1. Lithium battery management IC
At present, the domestic charging management system is relatively mature, and the intelligent IC monitors the entire charging process and performs the three-stage charging function of lithium battery pre-charge, constant current, and constant voltage. Mainstream management IC

2.MCU
The intelligent control system on the PCB board prevents the device from being damaged by unstable current and voltage impacts during charging; it can control the charge and discharge of the product, and provide charge protection, discharge protection, temperature protection, leakage protection, overload protection, short circuit protection, etc. Multiple protections make the product performance safer and more stable, and the product itself has a longer service life, while also avoiding unstable output from causing damage to the mobile phone; the MCU can also prevent power loss when the output is not charged.

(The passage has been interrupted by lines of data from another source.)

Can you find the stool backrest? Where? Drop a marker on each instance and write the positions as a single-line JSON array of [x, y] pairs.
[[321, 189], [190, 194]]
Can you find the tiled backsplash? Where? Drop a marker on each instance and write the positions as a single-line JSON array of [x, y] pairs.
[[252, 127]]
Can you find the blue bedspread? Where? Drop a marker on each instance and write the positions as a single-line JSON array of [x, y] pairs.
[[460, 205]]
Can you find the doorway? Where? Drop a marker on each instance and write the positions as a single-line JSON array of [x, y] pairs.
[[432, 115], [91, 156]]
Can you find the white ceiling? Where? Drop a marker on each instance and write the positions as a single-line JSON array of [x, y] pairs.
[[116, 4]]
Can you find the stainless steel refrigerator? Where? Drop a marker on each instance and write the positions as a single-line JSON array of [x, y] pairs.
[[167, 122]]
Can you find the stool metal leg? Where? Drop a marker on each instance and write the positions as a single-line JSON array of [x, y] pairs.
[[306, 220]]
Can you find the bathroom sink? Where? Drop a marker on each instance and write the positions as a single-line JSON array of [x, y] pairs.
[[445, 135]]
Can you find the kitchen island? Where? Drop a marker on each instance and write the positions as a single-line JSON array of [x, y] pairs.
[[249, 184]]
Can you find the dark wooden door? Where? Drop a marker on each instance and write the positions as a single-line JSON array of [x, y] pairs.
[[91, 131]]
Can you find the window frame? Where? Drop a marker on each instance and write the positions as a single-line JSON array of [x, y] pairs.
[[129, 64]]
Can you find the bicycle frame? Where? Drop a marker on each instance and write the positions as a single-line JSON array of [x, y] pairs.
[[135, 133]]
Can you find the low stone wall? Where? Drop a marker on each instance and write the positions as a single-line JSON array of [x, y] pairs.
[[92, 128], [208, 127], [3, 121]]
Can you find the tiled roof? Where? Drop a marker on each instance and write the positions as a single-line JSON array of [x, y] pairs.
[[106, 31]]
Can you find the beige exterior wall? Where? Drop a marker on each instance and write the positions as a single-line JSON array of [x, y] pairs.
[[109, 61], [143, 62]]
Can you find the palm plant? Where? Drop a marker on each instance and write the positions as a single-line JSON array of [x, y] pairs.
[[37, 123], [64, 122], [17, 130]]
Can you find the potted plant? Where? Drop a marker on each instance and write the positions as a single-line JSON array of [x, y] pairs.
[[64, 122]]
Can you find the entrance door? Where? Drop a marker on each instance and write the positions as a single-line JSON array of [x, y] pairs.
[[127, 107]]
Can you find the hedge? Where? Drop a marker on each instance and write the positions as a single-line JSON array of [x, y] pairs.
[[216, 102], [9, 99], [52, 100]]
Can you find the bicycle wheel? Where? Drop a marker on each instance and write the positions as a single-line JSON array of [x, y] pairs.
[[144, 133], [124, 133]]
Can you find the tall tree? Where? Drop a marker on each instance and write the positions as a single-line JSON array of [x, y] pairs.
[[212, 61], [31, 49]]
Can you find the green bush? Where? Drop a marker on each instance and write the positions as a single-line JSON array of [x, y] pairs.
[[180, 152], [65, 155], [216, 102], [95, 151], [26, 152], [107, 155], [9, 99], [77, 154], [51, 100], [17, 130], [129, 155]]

It solves the user's worries; it automatically recognizes mobile phones and a variety of digital products, supports charging of smartphones and various tablet computers of various brands and is compatible with charging other digital electronic products with USB 5V input.

3. SMD boost IC
The voltage of the mobile power battery is 3.7V, and the output voltage is 5.0V. The power needs to be output through a booster circuit. In the process of boosting, part of the power is lost due to heat on the circuit, so that there is a certain difference between the actual output power and the power output of the battery. The ratio of the two is called the conversion rate of the mobile power supply. At present, the conversion efficiency of domestic technology varies, generally between 75-85%. Some powerful manufacturers adopt higher-cost solutions and independently research and develop circuit designs. The actual conversion rate can reach more than 90%. Of course, with the development of technology, This conversion rate will get higher and higher. There are also two batteries connected in series to 8.4V and then adopt a step-down method. The efficiency can reach about 95%, but the consistency of the battery core is high, and the safety is relatively low. If it fails, it is easy to burn the user's mobile phone and other digital devices. Product, so few manufacturers use it.

Mobile power system vendors are accelerating the introduction of high-current direct current to direct current (DC-DC) converters. Aiming at the huge mobile power market business opportunities, power IC suppliers such as Zha Energy, Yuanxiang, O2Micro, MPS, Richtek, and Zhixin have begun to develop or launch high-current DC-DC converters to help system manufacturers develop charging speeds Faster mobile power products.